The firsthand evidence of what was happening horrified me. Yet to my dismay, my brain kept manufacturing reasons not to act. Call my senators? I thought. That won’t do any good. And I’m not sure what else to try. Then there was the all-purpose lament that came back to me like a refrain. Nothing I do is going to change the outcome, so why bother? As I scanned my social media feeds, it was clear I wasn’t the only one feeling jaded and overwhelmed. “I fear that I am not doing enough to turn the tides,” one commenter wrote. “Sickened and feel utterly helpless,” someone else chimed in.

A girl and her father rally for immigration reform in Washington, D.C. A girl and her father rally for immigration reform in Washington, D.C.

Most of us want to believe that when we face character-defining moments, we’re going to rise to the challenge and act decisively to help those in trouble. In everyday life, though, it’s easy to let self-doubts, apathy, and mental clutter muddle our response to the surrounding moral landscape—whether it includes unjust discrimination, corrupt institutional culture, or innocent children detained without their families.
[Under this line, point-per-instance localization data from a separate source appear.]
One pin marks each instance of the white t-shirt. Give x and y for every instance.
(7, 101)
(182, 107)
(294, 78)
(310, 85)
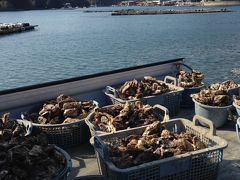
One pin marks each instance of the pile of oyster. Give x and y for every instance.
(213, 97)
(155, 143)
(149, 86)
(123, 116)
(236, 100)
(25, 157)
(62, 110)
(229, 84)
(189, 80)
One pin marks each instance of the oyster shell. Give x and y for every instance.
(27, 157)
(119, 117)
(229, 84)
(189, 80)
(148, 86)
(61, 110)
(151, 145)
(213, 97)
(236, 100)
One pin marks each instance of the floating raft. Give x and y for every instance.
(152, 12)
(9, 28)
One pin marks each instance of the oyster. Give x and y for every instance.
(236, 100)
(148, 86)
(229, 84)
(27, 157)
(213, 97)
(119, 117)
(188, 80)
(62, 110)
(152, 144)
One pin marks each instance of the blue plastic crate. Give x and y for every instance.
(170, 100)
(202, 164)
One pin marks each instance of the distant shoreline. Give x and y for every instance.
(175, 11)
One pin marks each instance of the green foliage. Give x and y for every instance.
(43, 4)
(23, 4)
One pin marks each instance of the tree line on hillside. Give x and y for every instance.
(45, 4)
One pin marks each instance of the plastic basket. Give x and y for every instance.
(96, 131)
(65, 135)
(64, 173)
(233, 91)
(171, 100)
(218, 115)
(237, 128)
(187, 101)
(202, 164)
(26, 124)
(237, 108)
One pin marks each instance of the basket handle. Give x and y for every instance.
(96, 104)
(238, 127)
(171, 79)
(88, 122)
(101, 148)
(165, 110)
(111, 90)
(185, 65)
(198, 118)
(26, 124)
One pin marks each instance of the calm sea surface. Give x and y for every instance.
(71, 43)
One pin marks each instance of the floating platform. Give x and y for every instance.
(10, 28)
(153, 12)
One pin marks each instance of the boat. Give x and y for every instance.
(10, 28)
(92, 87)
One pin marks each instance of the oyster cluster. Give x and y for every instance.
(229, 84)
(189, 80)
(155, 143)
(26, 157)
(213, 97)
(149, 86)
(123, 116)
(9, 129)
(236, 100)
(62, 110)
Keeping some psychological distance from current events is prudent: It’s what allows us to go on about our lives when the world seems to be spinning off-axis. Taken too far, though, this self-protective impulse can curdle into inaction—and, eventually, into regret at not having done more. Finding the right balance involves noticing when mental paralysis starts to creep in and working to overcome it. That frees you to take action, however humble, in the face of the problem.

It’s a good thing many of us didn’t listen to the despairing, do-nothing voices in our heads when news broke of how immigrant kids were being treated. The public outcry forced the Trump administration to formally end the policy—though it remains to be seen what the new policy will look like or when children will be reunited with their parents. Still, this victory reminds us of an important lesson: When we do act and speak out, it makes a difference.
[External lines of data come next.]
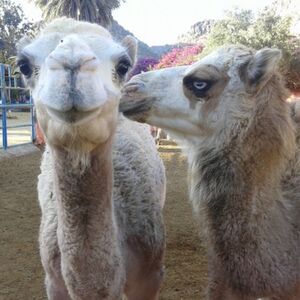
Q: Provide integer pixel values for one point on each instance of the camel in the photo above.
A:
(102, 184)
(229, 110)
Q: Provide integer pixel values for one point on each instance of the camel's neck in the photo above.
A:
(238, 185)
(87, 230)
(84, 196)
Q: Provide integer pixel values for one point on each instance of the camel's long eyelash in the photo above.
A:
(36, 71)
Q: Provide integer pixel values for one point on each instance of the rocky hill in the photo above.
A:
(144, 50)
(119, 33)
(197, 32)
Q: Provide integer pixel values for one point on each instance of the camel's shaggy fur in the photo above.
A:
(244, 165)
(102, 183)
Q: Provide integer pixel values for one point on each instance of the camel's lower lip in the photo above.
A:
(73, 116)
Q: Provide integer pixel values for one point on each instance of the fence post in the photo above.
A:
(3, 98)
What stops us from acting?

Hurl enough weight at a building and it’s likely to topple, no matter how sturdy its structure. Something similar happens in our minds when we’re bombarded with news of problems that seem too big for us to handle. When story after story features human suffering on a large scale, the temptation to shut it all out mounts.

It’s no surprise to Paul Slovic that so many of us feel so overwhelmed in response to the current border crisis. Slovic, a University of Oregon psychologist, has devoted years to studying what motivates people to act in the face of injustice—and, just as importantly, what demotivates them. In a series of canonical studies, Slovic demonstrated that as people were exposed to more and more children in dire straits, they became less and less inclined to help them. Slovic calls this kind of emotional distancing “psychic numbing,” and it discourages us from getting involved in problems that seem too outsized or intimidating. We are more intuitively responsive to stories of individuals in crisis—precisely the kinds of stories that are hard to come by due to limits authorities have placed on detention center access. “There are things officials are doing to reduce the emotional impact,” Slovic says. “They’re basically blocking information that would be emotionally upsetting.”